It's really simple, they are spending more than they want to, so they're reducing their costs. The tv contracts are the immovable boat anchor, but there are other ways to cut spend. What I don't know, what's their advertising revenue look like?
It's all intertwined, but I'm still of the opinion that the real problem is the loss of subscribers. Perhaps as
@TUSKstuff suggests its the terrible decision making on renewing contracts, but all that would be fine if they still had the subscribers. Losing the subscribers is what's uncovering the issue based on my viewpoint. Each subscriber is worth ~$100/year by my estimates (rounded up).
- Longhorn Network - what's gonna happen with that? They really need to hit the reset on this or find a way to turn this into lemonade.
- Future of ACC network?
- Increase subscriber fee's to account for the loss in subscribers.

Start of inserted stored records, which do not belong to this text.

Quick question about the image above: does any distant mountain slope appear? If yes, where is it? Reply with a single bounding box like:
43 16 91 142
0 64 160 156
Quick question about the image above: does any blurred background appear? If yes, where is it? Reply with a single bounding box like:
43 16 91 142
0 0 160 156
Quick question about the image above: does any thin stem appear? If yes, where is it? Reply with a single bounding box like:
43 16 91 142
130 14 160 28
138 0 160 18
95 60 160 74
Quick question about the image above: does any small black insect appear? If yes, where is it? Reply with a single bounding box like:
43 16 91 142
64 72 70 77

- Increase advertising fees.
- Offer ESPN a-la-carte, but they're ranked 19th in terms of what subscribers want at 41% for $1.85 according to http://www.fiercecable.com/broadcas...desirable-a-la-carte-channels-tivo-study-says
The beauty in SlingTV, DirecTV Now, etc....if you only want ESPN during college football season, you can do that and never look back. It's really that flexible. ESPN needs to rethink their entire business model. The good thing they have Disney money behind them and Disney still sees value in them, but changes are coming.